DEISA’s architecture combined heterogeneous supercomputing systems—vector and scalar machines, clusters and hybrid nodes—sited at partner centers including CINECA, Jülich Research Centre, SARA, RZ Garching, and CSC. The infrastructure layered secure authentication mechanisms compatible with TERENA Certificate Service and federated identity approaches used by Shibboleth. Storage and data management integrated distributed file systems with policies coordinated across centers such as PRACE Tier-0 concepts and archival strategies influenced by European Data Infrastructure (EDI) planning. DEISA offered services including peer-reviewed resource allocation committees modeled after European Research Council panels, production-level batch queuing with solutions from Slurm Workload Manager and PBS Professional, user support centers comparable to national user support, and co-design collaborations with code developers at CEA, IBM, and Bull (company). Performance engineering services included benchmarking suites aligned with practices from SPEC and scientific application porting partnerships with research teams from University of Oxford, University of Cambridge, and ETH Zurich.

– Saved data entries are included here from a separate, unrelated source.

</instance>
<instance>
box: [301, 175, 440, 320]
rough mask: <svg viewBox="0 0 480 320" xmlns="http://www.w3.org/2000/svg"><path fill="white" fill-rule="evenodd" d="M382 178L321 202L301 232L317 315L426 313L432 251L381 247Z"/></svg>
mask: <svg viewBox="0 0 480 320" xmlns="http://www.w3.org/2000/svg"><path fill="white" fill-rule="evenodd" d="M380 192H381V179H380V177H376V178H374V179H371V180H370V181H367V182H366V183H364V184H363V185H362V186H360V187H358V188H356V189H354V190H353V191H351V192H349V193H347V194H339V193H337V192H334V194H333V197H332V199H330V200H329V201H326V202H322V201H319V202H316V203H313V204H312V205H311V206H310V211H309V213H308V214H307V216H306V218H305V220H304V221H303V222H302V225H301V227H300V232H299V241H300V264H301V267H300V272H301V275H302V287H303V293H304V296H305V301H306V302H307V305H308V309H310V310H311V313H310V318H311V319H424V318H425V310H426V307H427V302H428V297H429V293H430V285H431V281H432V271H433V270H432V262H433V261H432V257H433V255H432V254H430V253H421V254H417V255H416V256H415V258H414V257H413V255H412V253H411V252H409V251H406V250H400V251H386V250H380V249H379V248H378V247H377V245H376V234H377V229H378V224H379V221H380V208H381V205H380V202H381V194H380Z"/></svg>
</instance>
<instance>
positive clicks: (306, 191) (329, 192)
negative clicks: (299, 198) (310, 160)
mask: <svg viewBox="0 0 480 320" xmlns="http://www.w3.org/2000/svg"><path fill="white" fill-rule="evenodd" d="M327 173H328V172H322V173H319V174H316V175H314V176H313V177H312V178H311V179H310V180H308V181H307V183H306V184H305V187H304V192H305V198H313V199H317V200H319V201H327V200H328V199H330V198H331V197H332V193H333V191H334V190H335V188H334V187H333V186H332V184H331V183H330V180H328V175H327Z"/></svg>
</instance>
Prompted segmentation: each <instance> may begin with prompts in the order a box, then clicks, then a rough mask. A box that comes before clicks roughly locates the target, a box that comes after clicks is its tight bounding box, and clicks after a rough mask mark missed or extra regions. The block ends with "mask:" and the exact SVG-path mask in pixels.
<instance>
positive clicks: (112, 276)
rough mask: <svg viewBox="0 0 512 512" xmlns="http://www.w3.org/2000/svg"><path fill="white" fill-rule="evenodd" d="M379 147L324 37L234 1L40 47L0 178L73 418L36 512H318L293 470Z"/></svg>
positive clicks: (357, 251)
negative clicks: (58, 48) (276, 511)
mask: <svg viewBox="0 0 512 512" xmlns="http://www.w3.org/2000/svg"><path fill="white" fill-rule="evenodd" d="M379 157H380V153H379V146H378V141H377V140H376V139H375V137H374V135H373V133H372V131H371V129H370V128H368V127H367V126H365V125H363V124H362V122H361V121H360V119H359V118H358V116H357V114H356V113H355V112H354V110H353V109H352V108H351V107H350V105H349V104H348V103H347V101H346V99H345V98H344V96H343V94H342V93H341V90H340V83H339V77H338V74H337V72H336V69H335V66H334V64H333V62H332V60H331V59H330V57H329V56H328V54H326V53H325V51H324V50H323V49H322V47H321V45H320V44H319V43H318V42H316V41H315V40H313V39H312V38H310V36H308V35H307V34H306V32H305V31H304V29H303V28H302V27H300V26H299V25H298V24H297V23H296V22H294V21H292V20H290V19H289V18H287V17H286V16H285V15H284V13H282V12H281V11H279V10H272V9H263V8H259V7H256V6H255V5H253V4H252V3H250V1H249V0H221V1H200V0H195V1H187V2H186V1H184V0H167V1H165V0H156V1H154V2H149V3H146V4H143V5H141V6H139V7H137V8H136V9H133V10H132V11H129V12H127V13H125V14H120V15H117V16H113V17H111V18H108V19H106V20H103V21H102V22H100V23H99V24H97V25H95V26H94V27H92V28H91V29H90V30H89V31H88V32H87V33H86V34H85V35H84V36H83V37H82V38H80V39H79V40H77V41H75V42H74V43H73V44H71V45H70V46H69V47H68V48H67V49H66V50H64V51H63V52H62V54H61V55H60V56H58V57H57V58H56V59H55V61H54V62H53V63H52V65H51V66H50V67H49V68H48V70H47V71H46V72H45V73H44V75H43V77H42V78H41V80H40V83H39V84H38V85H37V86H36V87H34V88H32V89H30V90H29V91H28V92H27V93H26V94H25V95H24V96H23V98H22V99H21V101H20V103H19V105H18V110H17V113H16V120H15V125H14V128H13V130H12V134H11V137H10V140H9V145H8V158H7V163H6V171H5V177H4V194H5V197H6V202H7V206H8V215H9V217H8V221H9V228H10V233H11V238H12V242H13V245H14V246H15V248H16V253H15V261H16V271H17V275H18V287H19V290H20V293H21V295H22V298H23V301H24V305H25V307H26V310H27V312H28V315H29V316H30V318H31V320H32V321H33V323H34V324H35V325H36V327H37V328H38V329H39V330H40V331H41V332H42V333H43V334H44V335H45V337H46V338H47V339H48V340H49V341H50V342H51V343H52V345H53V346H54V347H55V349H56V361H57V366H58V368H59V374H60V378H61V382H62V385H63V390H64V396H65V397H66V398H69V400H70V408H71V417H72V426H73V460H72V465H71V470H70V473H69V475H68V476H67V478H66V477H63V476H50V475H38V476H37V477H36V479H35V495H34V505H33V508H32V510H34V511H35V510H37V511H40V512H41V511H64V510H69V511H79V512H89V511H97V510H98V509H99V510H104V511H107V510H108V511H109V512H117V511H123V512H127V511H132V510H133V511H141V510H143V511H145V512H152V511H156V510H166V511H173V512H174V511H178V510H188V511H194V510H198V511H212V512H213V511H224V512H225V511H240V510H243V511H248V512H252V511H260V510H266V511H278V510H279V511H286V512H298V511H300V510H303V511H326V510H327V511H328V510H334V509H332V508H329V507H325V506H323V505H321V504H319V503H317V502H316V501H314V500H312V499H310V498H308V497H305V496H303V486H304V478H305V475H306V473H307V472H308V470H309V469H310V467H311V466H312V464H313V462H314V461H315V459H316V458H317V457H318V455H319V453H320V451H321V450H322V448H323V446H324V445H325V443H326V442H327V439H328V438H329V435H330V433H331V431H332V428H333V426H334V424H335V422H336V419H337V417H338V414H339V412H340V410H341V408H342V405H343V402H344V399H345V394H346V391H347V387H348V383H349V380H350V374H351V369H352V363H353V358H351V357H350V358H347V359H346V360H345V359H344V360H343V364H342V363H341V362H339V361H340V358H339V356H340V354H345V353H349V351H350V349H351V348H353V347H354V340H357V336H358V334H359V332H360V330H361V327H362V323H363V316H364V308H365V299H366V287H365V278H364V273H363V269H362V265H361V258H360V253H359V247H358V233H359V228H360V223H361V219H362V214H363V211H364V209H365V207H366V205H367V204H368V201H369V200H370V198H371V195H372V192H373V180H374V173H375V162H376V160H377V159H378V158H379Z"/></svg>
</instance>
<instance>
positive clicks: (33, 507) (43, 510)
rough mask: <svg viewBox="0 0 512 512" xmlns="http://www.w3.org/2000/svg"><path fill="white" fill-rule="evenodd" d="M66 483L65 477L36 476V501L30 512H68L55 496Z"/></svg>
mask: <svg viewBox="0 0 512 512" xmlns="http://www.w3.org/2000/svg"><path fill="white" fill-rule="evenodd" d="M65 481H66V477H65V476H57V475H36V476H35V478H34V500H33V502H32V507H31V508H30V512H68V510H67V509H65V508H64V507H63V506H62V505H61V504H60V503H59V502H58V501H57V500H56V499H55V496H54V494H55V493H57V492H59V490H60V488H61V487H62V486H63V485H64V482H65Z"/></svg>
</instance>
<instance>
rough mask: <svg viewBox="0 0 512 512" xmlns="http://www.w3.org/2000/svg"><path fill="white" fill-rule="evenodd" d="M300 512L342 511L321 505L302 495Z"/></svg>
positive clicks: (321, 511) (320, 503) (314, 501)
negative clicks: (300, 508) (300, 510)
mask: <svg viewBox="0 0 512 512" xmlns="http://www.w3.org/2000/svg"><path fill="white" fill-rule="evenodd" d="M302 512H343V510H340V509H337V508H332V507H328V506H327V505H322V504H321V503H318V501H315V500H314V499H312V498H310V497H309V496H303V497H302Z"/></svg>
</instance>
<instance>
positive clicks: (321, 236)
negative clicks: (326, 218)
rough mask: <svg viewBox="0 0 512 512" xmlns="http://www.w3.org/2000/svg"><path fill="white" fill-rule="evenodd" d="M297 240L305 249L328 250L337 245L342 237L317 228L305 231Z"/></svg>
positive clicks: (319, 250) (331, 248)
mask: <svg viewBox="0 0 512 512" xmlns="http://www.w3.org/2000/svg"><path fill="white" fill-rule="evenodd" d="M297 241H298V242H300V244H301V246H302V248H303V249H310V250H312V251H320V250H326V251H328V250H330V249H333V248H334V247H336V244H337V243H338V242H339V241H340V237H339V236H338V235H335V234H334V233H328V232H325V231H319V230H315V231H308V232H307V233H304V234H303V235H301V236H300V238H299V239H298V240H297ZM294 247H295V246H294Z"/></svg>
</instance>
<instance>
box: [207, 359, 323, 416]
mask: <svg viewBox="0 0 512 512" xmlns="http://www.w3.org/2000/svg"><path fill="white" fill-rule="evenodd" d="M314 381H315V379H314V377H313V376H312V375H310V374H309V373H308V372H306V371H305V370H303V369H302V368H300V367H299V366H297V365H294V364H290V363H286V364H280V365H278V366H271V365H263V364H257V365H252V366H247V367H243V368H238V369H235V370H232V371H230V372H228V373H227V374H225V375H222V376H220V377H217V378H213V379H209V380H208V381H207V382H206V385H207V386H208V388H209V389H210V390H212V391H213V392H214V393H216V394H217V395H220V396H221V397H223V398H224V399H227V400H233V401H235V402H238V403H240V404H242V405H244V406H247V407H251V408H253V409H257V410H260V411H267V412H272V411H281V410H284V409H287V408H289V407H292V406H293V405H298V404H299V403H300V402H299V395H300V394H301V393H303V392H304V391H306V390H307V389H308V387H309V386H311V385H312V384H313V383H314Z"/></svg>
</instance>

Participating Institutions and Projects

Participating institutions spanned research organizations, universities, and national laboratories such as CNRS, CNR, CSIC, INRIA, University of Milan, Technical University of Denmark, KTH Royal Institute of Technology, and University of Barcelona. DEISA-hosted projects included large-scale simulations from climate consortia linked to IPCC authors, astrophysics campaigns connected to European Space Agency missions like Gaia and Herschel Space Observatory, computational chemistry efforts related to European Molecular Biology Laboratory collaborations, and fusion research aligned with ITER preparatory studies involving CEA and CCFE. Training and outreach engaged programs with European University Association partners, doctoral training networks supported by Marie Curie Actions, and summer schools co-organized with PRACE and national HPC centers.

Impact and Legacy

DEISA influenced the formation of successor infrastructures by demonstrating cross-border operational models adopted by PRACE and informed policy directions within Horizon 2020 and the European Open Science Cloud discourse. Technical outcomes included interoperability lessons archived in community repositories used by OpenStack and grid-to-cloud transition projects at CERN and EMBL. Numerous scientific outputs from DEISA-enabled simulations were published by researchers at Max Planck Society, CNRS, University of Cambridge, Imperial College London, and other institutions, contributing to high-impact work cited in Nature (journal), Science (journal), and domain journals. DEISA’s coordination practices and federated service models remain referenced in contemporary discussions on distributed computing architectures within European research infrastructure planning.